My guess is that the cluster node cannot allocate the memory required by APFEL. Thanks for the information, I think I'm getting close to your installation setup (libgfortran.so.4, gcc/gfortran 7.2.0 from conda, etc.) I will let you know if I manage to reproduce your crash.

Meanwhile could you please revert to the original APFEL (fixstringleak) and nnpdf (master), and then compile APFEL with sanitizer enabled (apply the diff below and then run autoreconf -i):

diff --git a/configure.ac b/configure.ac
index 2509e11..488a799 100644
--- a/configure.ac
+++ b/configure.ac 
@@ -13,7 +13,7 @@ AC_CONFIG_HEADERS([config/config.h include/APFEL/FortranWrappers.h])

 ## Set Fortran compiler behaviour
 if test "x$FCFLAGS" == "x"; then
-  FCFLAGS="-O3 -Wunused"
+  FCFLAGS="-g -O3 -Wunused -fstack-protector-strong -fsanitize=address"
 fi
 # Try to respect users' Fortran compiler variables
 if test "x$FC" == "x"; then
@@ -129,7 +129,7 @@ fi

 ## Set final FCFLAGS, CXXFLAGS and CPPFLAGS
-AM_CPPFLAGS="$AM_CPPFLAGS -I\$(top_srcdir)/include -I\$(top_builddir)/include"
+AM_CPPFLAGS="$AM_CPPFLAGS  -fstack-protector-strong -I\$(top_srcdir)/include -I\$(top_builddir)/include"
 AM_CPPFLAGS=["$AM_CPPFLAGS -DDATA_PATH="$datadir" -DAPFEL_VERSION="$PACKAGE_VERSION" "]
 AC_SUBST(AM_CPPFLAGS)

And then configure nnpdf in Debug mode (you can easily change that with ccmake), compile and rerun nnfit?

wilsonmr commented 6 years ago

I did that and I can't seem to run filter or nnfit getting

==53668==ERROR: AddressSanitizer failed to allocate 0xdfff0001000 (15392894357504) bytes at address 2008fff7000 (errno: 12)
==53668==ReserveShadowMemoryRange failed while trying to map 0xdfff0001000 bytes.
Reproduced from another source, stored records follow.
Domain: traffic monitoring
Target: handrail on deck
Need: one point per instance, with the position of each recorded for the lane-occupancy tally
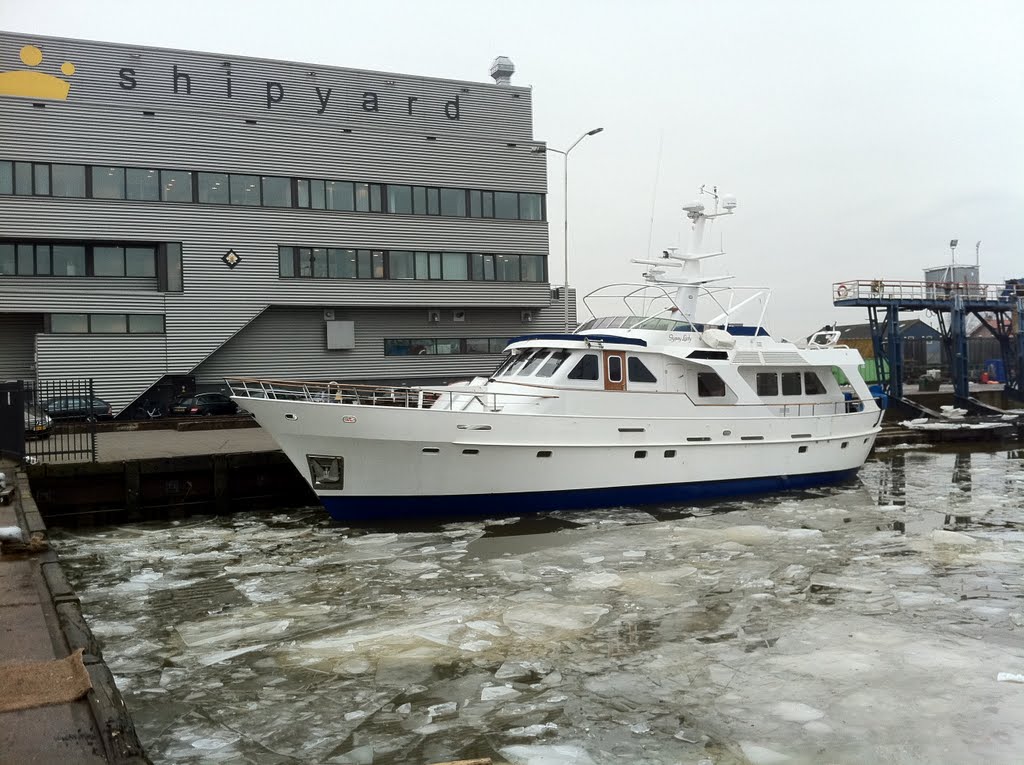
(370, 395)
(888, 289)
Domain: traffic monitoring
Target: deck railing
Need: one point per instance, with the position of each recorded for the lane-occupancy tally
(373, 395)
(887, 289)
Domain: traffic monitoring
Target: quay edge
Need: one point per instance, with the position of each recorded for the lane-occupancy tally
(42, 621)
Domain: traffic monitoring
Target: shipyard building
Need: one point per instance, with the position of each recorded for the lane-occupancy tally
(170, 217)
Perhaps you're using ulimit -v
scarrazza commented 6 years ago

From my side I have setup exactly the same environment you have on my laptop and server, both of them work well (no leaks, faults).

I think the asan error you quote is another evidence of low memory (less than 3.7gb).

I would like to check your cluster submission instructions but I do not have permission to view the wiki page you have linked. Could please send me as PDF?

Zaharid commented 6 years ago

I'd like to try ASAN on a system where the sysadmins enforce a hard limit. Is this possible?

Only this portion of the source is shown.